May 14

Is Revenue Contribution the Best Executive Metric for Demand Generation Investments?

Marketing Strategy

7  comments

We’re almost halfway through the year, and before you know it, marketing management will be putting forth arguments for increased budgets for FY12.  Over the years, I’ve seen many suspect revenue projections from marketing for budget justification.  The problem gets acute during budgeting cycles. Suddenly, all revenue is “incremental.”

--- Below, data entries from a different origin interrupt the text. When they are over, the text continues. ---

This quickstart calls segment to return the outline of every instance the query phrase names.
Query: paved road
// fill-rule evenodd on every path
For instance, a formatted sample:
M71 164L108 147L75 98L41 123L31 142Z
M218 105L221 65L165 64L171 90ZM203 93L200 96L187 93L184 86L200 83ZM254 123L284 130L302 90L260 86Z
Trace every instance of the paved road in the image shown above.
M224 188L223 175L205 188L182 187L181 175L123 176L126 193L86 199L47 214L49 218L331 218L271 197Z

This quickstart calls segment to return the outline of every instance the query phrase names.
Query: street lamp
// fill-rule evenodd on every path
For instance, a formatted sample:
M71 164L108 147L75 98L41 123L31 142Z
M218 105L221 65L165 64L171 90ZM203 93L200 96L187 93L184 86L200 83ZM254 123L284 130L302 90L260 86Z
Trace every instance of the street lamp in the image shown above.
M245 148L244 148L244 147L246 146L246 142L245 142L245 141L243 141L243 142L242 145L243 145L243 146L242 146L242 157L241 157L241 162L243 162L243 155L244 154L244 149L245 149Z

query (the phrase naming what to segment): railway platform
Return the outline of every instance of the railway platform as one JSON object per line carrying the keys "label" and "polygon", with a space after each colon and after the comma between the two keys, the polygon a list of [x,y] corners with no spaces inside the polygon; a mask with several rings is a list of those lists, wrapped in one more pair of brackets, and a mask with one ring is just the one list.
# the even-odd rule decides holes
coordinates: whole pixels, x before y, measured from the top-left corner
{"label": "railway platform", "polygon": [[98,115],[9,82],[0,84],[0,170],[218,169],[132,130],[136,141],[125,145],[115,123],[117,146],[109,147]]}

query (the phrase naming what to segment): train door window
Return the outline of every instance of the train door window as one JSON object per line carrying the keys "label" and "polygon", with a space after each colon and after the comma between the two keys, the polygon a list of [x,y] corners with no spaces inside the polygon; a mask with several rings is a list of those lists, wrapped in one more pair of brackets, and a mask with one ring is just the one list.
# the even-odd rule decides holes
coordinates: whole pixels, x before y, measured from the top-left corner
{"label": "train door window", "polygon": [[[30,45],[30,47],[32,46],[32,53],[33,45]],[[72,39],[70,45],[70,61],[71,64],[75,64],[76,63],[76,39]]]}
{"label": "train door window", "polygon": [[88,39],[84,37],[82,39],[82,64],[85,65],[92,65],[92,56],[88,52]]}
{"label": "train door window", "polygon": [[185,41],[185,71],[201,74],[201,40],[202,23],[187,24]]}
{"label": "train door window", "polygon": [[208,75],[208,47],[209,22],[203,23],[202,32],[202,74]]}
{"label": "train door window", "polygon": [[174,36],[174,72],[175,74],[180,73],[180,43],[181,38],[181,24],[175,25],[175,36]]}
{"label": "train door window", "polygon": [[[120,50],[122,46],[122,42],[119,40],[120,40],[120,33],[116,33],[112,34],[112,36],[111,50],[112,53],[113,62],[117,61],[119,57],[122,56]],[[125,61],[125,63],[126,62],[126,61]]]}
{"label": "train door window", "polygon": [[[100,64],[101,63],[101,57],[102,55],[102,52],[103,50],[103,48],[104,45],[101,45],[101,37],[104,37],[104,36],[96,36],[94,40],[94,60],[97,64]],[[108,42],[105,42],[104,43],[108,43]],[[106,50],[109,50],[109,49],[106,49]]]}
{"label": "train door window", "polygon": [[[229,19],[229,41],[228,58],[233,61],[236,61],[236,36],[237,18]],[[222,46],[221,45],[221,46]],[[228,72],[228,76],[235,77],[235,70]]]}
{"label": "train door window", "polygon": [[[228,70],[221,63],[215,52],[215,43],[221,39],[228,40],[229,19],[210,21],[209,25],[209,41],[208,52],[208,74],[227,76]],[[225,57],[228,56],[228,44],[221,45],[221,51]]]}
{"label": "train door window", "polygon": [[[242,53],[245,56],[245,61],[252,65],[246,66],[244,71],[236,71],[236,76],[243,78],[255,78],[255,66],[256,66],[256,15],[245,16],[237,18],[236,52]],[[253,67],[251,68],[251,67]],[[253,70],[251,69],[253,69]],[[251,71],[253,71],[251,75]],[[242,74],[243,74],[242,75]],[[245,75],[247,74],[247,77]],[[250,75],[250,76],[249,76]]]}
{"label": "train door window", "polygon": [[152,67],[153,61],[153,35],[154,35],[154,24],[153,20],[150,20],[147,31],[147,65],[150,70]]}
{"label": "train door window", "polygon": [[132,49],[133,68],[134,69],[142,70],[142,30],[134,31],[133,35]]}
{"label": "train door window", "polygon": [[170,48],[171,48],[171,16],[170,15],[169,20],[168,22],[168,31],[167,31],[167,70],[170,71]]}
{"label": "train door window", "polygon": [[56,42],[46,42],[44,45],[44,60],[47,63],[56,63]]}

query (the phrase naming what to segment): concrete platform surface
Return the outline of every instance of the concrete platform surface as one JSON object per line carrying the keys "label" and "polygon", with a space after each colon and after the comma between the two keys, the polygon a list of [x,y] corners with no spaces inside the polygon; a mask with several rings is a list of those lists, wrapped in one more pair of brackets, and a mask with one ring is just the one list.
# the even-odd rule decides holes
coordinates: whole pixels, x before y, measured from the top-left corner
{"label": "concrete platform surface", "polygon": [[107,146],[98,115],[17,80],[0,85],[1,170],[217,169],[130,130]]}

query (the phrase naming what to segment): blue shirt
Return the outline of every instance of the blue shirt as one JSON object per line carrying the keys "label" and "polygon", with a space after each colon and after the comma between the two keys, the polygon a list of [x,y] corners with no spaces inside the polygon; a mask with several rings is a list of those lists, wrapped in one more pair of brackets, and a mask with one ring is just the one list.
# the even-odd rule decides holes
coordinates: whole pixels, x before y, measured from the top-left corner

Quite often, it isn’t easy to know if a particular marketing investment actually increased revenue. Yes, marketers have an array of useful operational metrics. Even if the company consistently closes the loop on leads, which is often rare, the evidence for incremental revenue contribution is often inconclusive. Naysayers make an obvious counterargument: we would have gotten most of that revenue anyway. And it’s hard to argue with that point of view.

Key Factors in Driving Incremental Revenue Growth

But I wonder if revenue contribution is the best way to think about investments in lead generation. I’m not saying that lead generation doesn’t contribute to this area. But product strategy and customer loyalty are probably much bigger factors in growth. So is the company sales model.

To be sure, the rare, ingenious advertising campaign lights a bright fire that truly sparks demand. (The old “Red X” advertising campaign comes to mind when Intel, back in the late ‘80s, first marketed their computer processor directly to end-users, which led eventually to the Intel Inside concept. Ditto for the first iPad commercials last year. Brilliant examples of demand generation at its finest.)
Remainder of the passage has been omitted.